You are viewing a plain text version of this content. The canonical link for it is here.
Posted to dev@lucy.apache.org by Marvin Humphrey <ma...@rectangular.com> on 2011/03/03 01:07:56 UTC

[lucy-dev] FieldType Equals() and class membership

Greets,

Lucy is not supposed to let you change field definitions for an index.  If you
supply a Schema with a modified field type to an Indexer and attempt to modify
an existing index, Lucy will throw an exception.  You're allowed a new schema
if the "truncate" flag is supplied to Indexer, but in that case there will be
a hard cutover to the new Schema when Indexer_Commit() completes -- there is
never a situation where the same index hosts distinct segments with
conflicting field definitions.

The enforcement happens here, in core/Lucy/Index/Indexer.c:

            // Make sure than any existing fields which may have been
            // dynamically added during past indexing sessions get added.
            Schema *old_schema = PolyReader_Get_Schema(self->polyreader);
            Schema_Eat(schema, old_schema);

However, there is a weakness the definition checking performed by
Schema_Eat(): it relies upon FType_Equals() to detect conflicts, and
FType_Equals() doesn't enforce class membership.  That means that an
incompatible index definition can overwrite another one.

This bug was uncovered when we changed an index to use a new FieldType
subclass that spec'd an alternate posting format. (Alternate posting formats
are an undocumented feature of Lucy.) The new index was written successfully,
displacing the old when Indexer_Commit() finished.  An errant process using
the old schema then modified the index, adding a new segment in an
incompatible format and overwriting the new schema with the old.  Once that
update completed, the index was no longer usable, because the incorrect
posting decoder spec'd by the new FieldType was incorrect with the posting
data in all the old segments -- it read a bunch of junk, then finally yielded
a read-past-EOF error.

As a solution, I believe that FieldType's Equals() method should change to
enforce that both "self" and "other" belong to the same class.  We don't care
*which* class, we only care that they be the *same* class.  So long as we
don't require that that class be Lucy::Plan::FieldType itself, the method is
still inheritable and can be invoked via SUPER.

For some classes, e.g.

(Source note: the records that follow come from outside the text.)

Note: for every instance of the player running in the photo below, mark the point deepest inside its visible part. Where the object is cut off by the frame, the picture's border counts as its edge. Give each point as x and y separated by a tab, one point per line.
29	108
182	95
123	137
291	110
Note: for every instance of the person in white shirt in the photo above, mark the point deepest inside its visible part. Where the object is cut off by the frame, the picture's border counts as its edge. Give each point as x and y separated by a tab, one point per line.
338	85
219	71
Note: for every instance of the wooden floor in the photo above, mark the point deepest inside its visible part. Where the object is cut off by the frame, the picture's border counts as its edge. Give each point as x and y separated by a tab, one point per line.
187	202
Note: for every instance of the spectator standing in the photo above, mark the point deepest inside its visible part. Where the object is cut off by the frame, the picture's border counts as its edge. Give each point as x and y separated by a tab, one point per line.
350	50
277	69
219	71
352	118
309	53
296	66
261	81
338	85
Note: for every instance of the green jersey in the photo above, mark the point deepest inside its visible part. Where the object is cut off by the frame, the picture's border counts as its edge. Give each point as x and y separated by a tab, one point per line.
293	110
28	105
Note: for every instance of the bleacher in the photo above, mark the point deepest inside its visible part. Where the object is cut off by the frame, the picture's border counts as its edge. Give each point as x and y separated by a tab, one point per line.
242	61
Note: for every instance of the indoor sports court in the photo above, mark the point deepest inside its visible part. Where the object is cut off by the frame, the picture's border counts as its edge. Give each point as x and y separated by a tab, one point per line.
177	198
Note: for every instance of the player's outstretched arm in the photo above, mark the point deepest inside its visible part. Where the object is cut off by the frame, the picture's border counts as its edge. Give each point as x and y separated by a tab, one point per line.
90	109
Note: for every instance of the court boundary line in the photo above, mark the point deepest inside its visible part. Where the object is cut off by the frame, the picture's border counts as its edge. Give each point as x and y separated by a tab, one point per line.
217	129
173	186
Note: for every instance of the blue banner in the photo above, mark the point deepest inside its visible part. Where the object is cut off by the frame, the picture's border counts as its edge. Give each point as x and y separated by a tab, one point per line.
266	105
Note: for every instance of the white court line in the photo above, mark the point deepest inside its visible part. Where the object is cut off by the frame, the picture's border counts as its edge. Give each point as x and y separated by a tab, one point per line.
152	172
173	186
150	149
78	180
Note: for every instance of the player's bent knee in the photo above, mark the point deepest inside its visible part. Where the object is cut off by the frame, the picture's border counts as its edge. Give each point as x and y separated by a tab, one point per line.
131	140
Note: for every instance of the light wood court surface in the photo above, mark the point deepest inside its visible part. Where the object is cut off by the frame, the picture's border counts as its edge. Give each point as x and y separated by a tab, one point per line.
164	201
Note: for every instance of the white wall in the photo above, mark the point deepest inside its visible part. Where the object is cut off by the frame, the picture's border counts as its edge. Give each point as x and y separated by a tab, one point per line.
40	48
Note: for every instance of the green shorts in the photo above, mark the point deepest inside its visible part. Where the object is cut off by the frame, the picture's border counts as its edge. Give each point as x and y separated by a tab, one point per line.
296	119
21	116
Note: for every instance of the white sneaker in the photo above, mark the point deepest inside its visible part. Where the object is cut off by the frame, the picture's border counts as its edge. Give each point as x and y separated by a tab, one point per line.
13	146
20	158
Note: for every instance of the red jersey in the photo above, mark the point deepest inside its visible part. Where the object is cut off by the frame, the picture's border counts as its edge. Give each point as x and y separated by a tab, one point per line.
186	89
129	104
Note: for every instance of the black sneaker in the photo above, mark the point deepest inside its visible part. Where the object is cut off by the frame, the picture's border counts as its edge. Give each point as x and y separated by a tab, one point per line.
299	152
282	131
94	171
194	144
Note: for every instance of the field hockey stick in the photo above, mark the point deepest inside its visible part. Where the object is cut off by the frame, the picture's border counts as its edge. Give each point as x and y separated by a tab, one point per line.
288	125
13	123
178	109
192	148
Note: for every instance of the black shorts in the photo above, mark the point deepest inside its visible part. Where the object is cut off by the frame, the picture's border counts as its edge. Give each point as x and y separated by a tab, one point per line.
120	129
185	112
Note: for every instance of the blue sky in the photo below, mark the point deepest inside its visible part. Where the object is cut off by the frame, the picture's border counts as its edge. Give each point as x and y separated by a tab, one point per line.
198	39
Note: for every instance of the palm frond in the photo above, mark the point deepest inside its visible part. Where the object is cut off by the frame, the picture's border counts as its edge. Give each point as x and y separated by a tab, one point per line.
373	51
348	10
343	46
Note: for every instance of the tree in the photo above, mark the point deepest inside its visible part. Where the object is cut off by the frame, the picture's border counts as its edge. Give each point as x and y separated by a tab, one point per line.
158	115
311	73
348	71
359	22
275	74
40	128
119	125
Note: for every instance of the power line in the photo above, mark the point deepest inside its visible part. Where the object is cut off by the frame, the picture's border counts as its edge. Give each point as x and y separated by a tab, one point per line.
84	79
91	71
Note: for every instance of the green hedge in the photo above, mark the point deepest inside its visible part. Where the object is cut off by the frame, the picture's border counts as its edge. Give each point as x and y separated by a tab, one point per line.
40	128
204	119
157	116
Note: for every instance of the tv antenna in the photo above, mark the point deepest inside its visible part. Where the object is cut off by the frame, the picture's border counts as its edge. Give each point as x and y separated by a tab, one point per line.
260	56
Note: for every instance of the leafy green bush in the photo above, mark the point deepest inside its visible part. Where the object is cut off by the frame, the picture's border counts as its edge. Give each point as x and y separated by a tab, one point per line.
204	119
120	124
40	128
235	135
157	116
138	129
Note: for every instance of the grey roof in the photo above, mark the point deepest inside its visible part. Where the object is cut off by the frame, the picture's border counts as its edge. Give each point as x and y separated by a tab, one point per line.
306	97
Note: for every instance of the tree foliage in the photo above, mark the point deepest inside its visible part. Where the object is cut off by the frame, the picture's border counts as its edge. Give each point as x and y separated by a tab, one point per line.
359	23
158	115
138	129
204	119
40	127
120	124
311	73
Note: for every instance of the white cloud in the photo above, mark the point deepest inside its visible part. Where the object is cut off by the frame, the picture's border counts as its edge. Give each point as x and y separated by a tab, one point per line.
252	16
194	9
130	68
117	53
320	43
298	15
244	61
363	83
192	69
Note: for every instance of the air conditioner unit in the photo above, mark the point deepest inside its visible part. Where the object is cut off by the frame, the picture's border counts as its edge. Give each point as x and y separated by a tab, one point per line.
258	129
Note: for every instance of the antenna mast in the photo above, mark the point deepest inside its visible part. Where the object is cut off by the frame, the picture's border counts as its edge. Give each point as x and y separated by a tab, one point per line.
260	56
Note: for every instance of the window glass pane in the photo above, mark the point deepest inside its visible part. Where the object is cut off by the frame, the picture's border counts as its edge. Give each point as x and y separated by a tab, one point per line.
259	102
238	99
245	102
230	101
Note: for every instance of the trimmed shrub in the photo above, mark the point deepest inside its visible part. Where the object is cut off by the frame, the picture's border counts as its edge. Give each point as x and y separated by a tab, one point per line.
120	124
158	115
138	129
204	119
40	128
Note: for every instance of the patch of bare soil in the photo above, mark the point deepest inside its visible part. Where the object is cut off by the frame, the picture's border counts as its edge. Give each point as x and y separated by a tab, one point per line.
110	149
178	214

CharBuf, Equals() should emphatically *not* test for
class membership, so that e.g. a CharBuf and a ViewCharBuf with the same
logical content test as equal.  For FieldType, I can't think of a scenario
where having objects which belong to different classes test as equal would be
desirable.

Patch below.

Marvin Humphrey


Index: ../core/Lucy/Plan/FieldType.c
===================================================================
--- ../core/Lucy/Plan/FieldType.c   (revision 1075667)
+++ ../core/Lucy/Plan/FieldType.c   (working copy)
@@ -87,6 +87,7 @@
 {
     FieldType *evil_twin = (FieldType*)other;
     if (evil_twin == self) return true;
+    if (FType_Get_VTable(self) != FType_Get_VTable(evil_twin)) return false;
     if (self->boost != evil_twin->boost) return false;
     if (!!self->indexed    != !!evil_twin->indexed)    return false;
     if (!!self->stored     != !!evil_twin->stored)     return false;


Re: [lucy-dev] FieldType Equals() and class membership

Posted by Nathan Kurz <na...@verse.com>.
On Wed, Mar 2, 2011 at 5:18 PM, Marvin Humphrey <ma...@rectangular.com> wrote:
>> My only thought would be that it might be better not to mentally overload
>> the name Equals.
>
> We use Equals() and Hash_Sum() the way that several other object systems do:
> objects for which Equals() returns true must produce identical values for
> Hash_Sum().  This allows us to use many different kinds of objects as hash
> keys.

I agree that is is common practice.  I was questioning, though,
whether it was best practice.  But when it comes to OO techniques,
it's hard for me to tell whether I'm a canary in the coal mine or just
a mad dog barking at the moon.  I felt I should bring it up, but I'll
trust your instinct.

>> While I'm nitpicking, is the '!!' really necessary there?  I'm not
>> sure how these fields are being used, but is it certain that one
>> always wants to consider things the same if these have different
>> values?
>
> Those members you're referring to have boolean values.
>
>    if (!!self->indexed    != !!evil_twin->indexed)    return false;
>
> Since C doesn't provide a boolean type with values restricted to true and
> false, using !! provides an extra level of safety, insulating this method from
> a glitch elsewhere in the code.  Whether that's appropriate caution or
> paranoia is a matter for debate.  :)

I understand what it does, but wondered if it was being
_insufficiently_ paranoid.  Hypothetically, who knows why, but someone
might try:

#define INDEXED_BASIC 1
#define INDEXED_EXTRA 2
BasicType->indexed = INDEXED_BASIC;
ExtraType->indexed = INDEXED_EXTRA;

What should FieldType_Equals() return?  If one was being fully
paranoid, one might conclude that if the values are anything other
than numerically (not logically) equal, that it's always safer to
return false rather than taking any risk of corrupting the index.
Currently, the 'error' is silently 'fixed'.  I was wondering if this
is really a good thing.  I'd personally probably do it numerically and
might even add an ASSERT(indexed == !!index) somewhere, but I can get
a little ASSERT happy at times.

Nathan Kurz
nate@verse.com

Re: [lucy-dev] FieldType Equals() and class membership

Posted by Marvin Humphrey <ma...@rectangular.com>.
On Wed, Mar 02, 2011 at 04:40:45PM -0800, Nathan Kurz wrote:
> On Wed, Mar 2, 2011 at 4:07 PM, Marvin Humphrey <ma...@rectangular.com> wrote:
> > For some classes, e.g. CharBuf, Equals() should emphatically *not* test for
> > class membership, so that e.g. a CharBuf and a ViewCharBuf with the same
> > logical content test as equal.  For FieldType, I can't think of a scenario
> > where having objects which belong to different classes test as equal would be
> > desirable.
> 
> All sounds reasonable and like good changes.  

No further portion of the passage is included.